According to a legal theory gaining traction among Democrats and anti-Trump Republicans, former President Donald Trump may be disqualified from holding office again due to his actions leading up to the Capitol attack on January 6, 2021. This theory revolves around the “insurrection clause” in the 14th Amendment, which prohibits individuals from holding public office if they engage in insurrection or rebellion after taking an oath of office to defend the Constitution.

There are two ways this theory could be tested. One approach is for lawsuits to be filed by politicians, advocacy groups, or voters seeking judicial declarations of Trump’s ineligibility to run. Two lawsuits have already been filed in recent days in New Hampshire and Florida, though still in the early stages. The other option would be for states to refuse to list Trump on their ballots, which would potentially prompt Trump to file his own lawsuits to restore his candidacy. So far, no state has taken steps to bar Trump from the ballot, but secretaries of state are discussing the issue.

If either scenario were to unfold, it could lead to a debate over the meaning of the insurrection clause, a provision that has rarely been interpreted or invoked since its ratification in 1868. The clause was originally intended to prevent former Confederate officers from being elected to Congress.

Proponents of the theory argue that the disqualification is self-executing, meaning it automatically applies to anyone who meets the criteria described in the amendment, without requiring a criminal conviction. The only way to bypass the disqualification is for Congress to grant amnesty through a two-thirds vote in each chamber.

Prominent constitutional scholars, including conservative law professors William Baude and Michael Stokes Paulsen, as well as former federal judge J. Michael Luttig and liberal constitutional law professor Laurence Tribe, have endorsed the theory. They believe that Trump’s actions during the election and the Capitol attack clearly fall within the scope of the disqualification clause.

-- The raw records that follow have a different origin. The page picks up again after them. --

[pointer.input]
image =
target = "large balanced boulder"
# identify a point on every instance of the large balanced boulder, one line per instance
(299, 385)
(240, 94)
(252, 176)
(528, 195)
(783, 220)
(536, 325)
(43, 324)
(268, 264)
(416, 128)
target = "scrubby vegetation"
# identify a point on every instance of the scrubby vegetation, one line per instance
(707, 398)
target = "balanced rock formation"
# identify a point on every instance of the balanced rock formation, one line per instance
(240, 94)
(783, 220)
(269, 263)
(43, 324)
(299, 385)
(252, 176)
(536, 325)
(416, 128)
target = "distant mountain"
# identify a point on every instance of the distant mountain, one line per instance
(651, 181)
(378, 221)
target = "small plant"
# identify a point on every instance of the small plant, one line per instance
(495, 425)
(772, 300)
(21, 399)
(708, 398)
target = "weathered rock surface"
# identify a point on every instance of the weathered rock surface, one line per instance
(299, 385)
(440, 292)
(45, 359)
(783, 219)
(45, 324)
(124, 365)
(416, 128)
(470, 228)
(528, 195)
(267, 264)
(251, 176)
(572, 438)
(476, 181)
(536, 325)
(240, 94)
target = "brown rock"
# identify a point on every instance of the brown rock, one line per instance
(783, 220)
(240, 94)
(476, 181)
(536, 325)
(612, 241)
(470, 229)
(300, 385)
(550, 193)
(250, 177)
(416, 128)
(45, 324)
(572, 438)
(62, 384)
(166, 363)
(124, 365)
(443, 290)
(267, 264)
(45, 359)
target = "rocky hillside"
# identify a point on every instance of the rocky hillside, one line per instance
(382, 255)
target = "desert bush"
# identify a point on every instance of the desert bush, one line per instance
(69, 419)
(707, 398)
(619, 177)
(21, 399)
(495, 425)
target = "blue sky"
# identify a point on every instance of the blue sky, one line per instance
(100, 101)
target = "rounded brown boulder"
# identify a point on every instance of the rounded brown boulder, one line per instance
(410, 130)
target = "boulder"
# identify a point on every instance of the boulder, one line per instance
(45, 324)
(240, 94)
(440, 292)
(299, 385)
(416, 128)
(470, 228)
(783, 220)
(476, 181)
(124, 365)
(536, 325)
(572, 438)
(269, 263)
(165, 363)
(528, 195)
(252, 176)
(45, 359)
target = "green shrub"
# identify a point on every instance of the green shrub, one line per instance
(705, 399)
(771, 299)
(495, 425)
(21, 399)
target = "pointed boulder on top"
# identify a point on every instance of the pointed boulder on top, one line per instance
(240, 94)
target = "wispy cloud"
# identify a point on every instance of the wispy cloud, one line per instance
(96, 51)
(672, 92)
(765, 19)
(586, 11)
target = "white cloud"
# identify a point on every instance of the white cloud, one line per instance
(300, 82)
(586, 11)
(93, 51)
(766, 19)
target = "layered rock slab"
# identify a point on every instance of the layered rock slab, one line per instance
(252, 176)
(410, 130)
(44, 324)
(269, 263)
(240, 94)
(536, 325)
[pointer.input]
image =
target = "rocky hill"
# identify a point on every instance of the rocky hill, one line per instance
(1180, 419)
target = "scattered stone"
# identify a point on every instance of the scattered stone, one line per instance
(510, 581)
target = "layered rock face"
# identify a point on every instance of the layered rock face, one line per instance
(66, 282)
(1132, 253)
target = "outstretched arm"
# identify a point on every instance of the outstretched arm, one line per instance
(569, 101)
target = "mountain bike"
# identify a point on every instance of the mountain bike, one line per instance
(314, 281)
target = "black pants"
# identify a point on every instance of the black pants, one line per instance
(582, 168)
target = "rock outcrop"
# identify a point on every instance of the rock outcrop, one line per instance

However, not all legal scholars agree with this interpretation. Some argue that the recent interpretations are overly broad and that the criminal justice system should be the appropriate mechanism for preventing individuals who participated in an insurrection from holding office. Others express concern about secretaries of state unilaterally disqualifying candidates from the ballot, as it may be seen as undemocratic.

To put the theory into practice, it would most likely require a lawsuit to be filed. A candidate running against Trump in the primary or general election could argue that they are directly harmed by his presence on the ballot. Interest groups or individual voters could also sue to prevent Trump from appearing on the ballot in specific states.

This legal theory presents a potential avenue for disqualifying Trump from holding future office, but it remains to be seen how it will play out in practice and whether it will ultimately be decided by the courts.